# Goldfish Crackers



## SamuelMerrin (Jun 5, 2008)

GOLDFISH CRACKERS

By Samuel Merrin

I eat them in quantities upwards of three at a time. The crunch of a single cheddar goldfish is hollow and empty, with little substance to merit the act of chewing. Three or four are a good amount. Five would be gluttonous.

I wonder who makes the eyes. Are they made with small sewing needles? Because I have always imagined that grandmothers with small sewing needles poke out the eyes. The rest of the goldfish creation process may well be automated, with stainless steel mold presses and expertly-fashioned conveyor belts. But, in the deepest part of soul, I know there is a room full of grandmothers with sewing needles paid a just wage to grant sight to billions of orange crackers.

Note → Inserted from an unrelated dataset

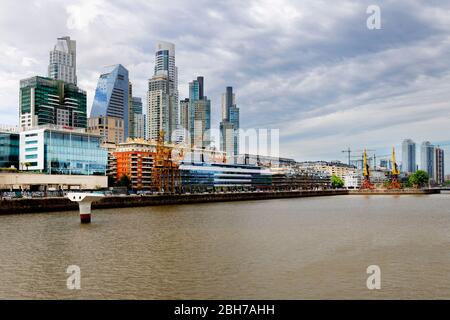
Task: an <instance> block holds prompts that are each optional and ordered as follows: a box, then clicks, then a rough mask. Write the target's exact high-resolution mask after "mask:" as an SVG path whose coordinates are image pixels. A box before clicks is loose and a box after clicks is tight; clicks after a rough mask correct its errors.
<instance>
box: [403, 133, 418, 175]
mask: <svg viewBox="0 0 450 320" xmlns="http://www.w3.org/2000/svg"><path fill="white" fill-rule="evenodd" d="M416 168H417V166H416V143H415V142H414V141H412V140H411V139H406V140H404V141H403V143H402V172H404V173H414V172H416Z"/></svg>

I was drinking water while I ate the crackers, which depressed me because I realized that goldfish are but a sad imitation, incapable of reenacting the very essence of their shimmering, nautical muse. Pepperidge Farm Goldfish can't swim. They get soggy and disintegrate in water. Water is an anathema to them rather than a lifeblood.

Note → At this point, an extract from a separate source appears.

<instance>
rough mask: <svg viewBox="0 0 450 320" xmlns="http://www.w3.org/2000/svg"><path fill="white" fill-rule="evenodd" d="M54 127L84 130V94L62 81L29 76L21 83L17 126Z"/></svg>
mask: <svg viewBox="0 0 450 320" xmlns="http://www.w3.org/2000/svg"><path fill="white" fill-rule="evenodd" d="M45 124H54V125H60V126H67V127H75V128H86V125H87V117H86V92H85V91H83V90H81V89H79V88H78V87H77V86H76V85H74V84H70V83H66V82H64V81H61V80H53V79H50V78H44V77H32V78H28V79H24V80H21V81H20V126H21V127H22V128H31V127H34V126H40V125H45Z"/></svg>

I must admit that I make this statement entirely without regard for the scientific method. Instinct tells me that they will float. But I am unwilling to test this experiment because doing so would mean wasting not only goldfish crackers but my glass of water, which I have gone to great lengths to commandeer.

I wonder, briefly, if this kind of general malaise is why science has not yet brought us evidence of life on other planets.

I have reason to believe there might be goldfish crackers on the one of Saturn's moons.


----------